On the notional chart, the real-time share of volume is consistently high across most of the day (and tends to be strongest during the main activity windows). On the trade count chart, the real-time share of transactions is materially lower for much of the day, only improving late.
So you can have a tape that looks very good from a volume visibility perspective, while still being less complete when looking at print-by-print visibility (i.e. a transaction count).
3) A busy tape can still be incomplete
This is the practical takeaway: transparency is subjective.
Count-based transparency tells you how quickly the market becomes visible for breadth (signals, price formation, frequency of prints). Notional-based transparency is more about depth (how much size is actually observable in real time).

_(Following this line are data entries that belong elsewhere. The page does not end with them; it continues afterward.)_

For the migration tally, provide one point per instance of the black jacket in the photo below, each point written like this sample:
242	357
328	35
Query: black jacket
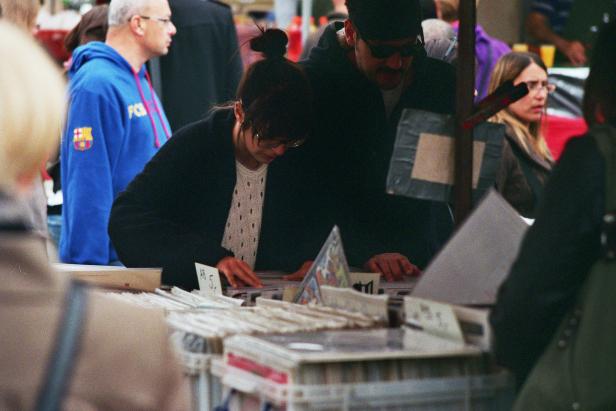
203	66
522	176
554	258
173	214
348	158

If you only look at one of these, it’s easy to draw the wrong conclusion about how observable liquidity in the market really.
4) How this compares to US corporates
Having looked at the same intraday cut for US Corporate bonds, the contrast with USTs is pretty striking.
The real-time share of UST volume stays high through most of the day, especially during the main activity windows. US corporates have a higher proportion of real-time prints than the associated volume. In credit, data becomes visible quickly, when considering the overall number of prints, but the notional picture is much less complete in real time.
So, at a high level, the transparency lens flips: USTs: stronger notional-based visibility than count-based visibility. US corporates: stronger count-based visibility than notional-based visibility.
This is why I think it’s risky to quote a single “% real-time” statistic without saying whether it’s count or volume. The story can look very different depending on the asset class and the lens.
So what?
For me the takeaway is the same: transparency isn’t just “more” or “less.” It has a timing profile, and it behaves differently depending on whether you look at count or notional, especially when deferrals are part of the design.
Curious how others see this: when you think about transparency in rates, do you care more about “how much size becomes visible quickly” or “how quickly the prints show up”?
Important coverage note (what’s included today and what isn’t yet)
This dataset currently captures only trades reported as Real-time, T+1D, and T+2W. Trades in the longest deferral bucket (T+3M) won’t start being observable until March 2026. As with the credit analysis, we wouldn’t expect T+3M to materially change the transaction count picture, but it could still matter for interpreting the non-real-time volume portion once it becomes visible.